In many embodiments, the battery 46 can include one or more resilient pads, such as, for example, at an outer surface of the battery 46 or battery housing 50. The resilient pad(s) can be located at one or more sides and/or corners of the battery 46 and/or the battery housing 50, and in some embodiments, only at one or more sides or corners of the battery 46 and/or the battery housing 50. In some embodiments, two or more of the resilient pad(s) can be similar or identical to each other. In further embodiments, one or more of the resilient pad(s) can be located adjacent to (e.g., next to, directly abutting or flush with, or within a limited distance from, such as, for example, 1 millimeter, 2 millimeters, 4 millimeters, 8 millimeters, 16 millimeters, or 32 millimeters) one or more of the battery mount(s).
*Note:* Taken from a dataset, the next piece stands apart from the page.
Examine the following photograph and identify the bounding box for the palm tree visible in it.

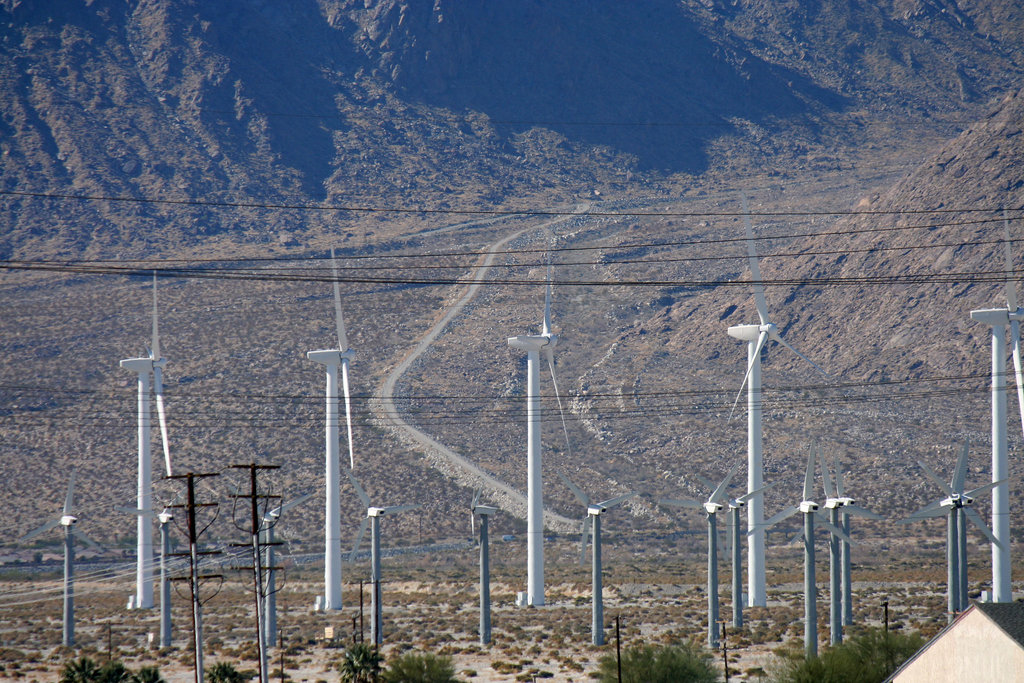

For example, in some embodiments, each one of the resilient pad(s) can be located adjacent to a different one of the battery mount(s). In some embodiments, one or more or all of the resilient pad(s) can be omitted.

For example, in many embodiments, and as illustrated at FIGS. 3 and 5, the battery 46 can include a first resilient pad 86 and/or a second resilient pad 90. The first resilient pad 86 can be located adjacent to (e.g., next to, directly abutting or flush with, or within a limited distance from, such as, for example, 1 millimeter, 2 millimeters, 4 millimeters, 8 millimeters, 16 millimeters, or 32 millimeters) the first battery mount 70; and/or the second resilient pad 90 can be located adjacent to (e.g., next to, directly abutting or flush with, or within a limited distance from, such as, for example, 1 millimeter, 2 millimeters, 4 millimeters, 8 millimeters, 16 millimeters, or 32 millimeters) the second battery mount 74. In many embodiments, the second resilient pad 90 can be similar or identical to the first resilient pad 86.

In many embodiments, the first resilient pad 86 comprises a generally thin, circular, disk-shaped pad defining a first central opening 94. In other embodiments, the first resilient pad 86 and/or the first central opening 94 can have a non-circular shape, and/or a shape other than a disk (e.g., a more rounded shape, or a shape having concave and/or convex surfaces). In many embodiments, the first resilient pad 86 completely surrounds and is concentric about the first battery mount 70 at an outer surface of the battery 46 and/or the battery housing 50. In other embodiments, the first resilient pad 86 only partially surrounds (e.g., substantially surrounds) the first battery mount 70, and/or is non-concentric about the first battery mount 70. In many embodiments, the first resilient pad 86 may be made of an elastic or other resilient material (e.g., rubber). In further embodiments, the resilient material can be more resilient than a material of the battery housing 50.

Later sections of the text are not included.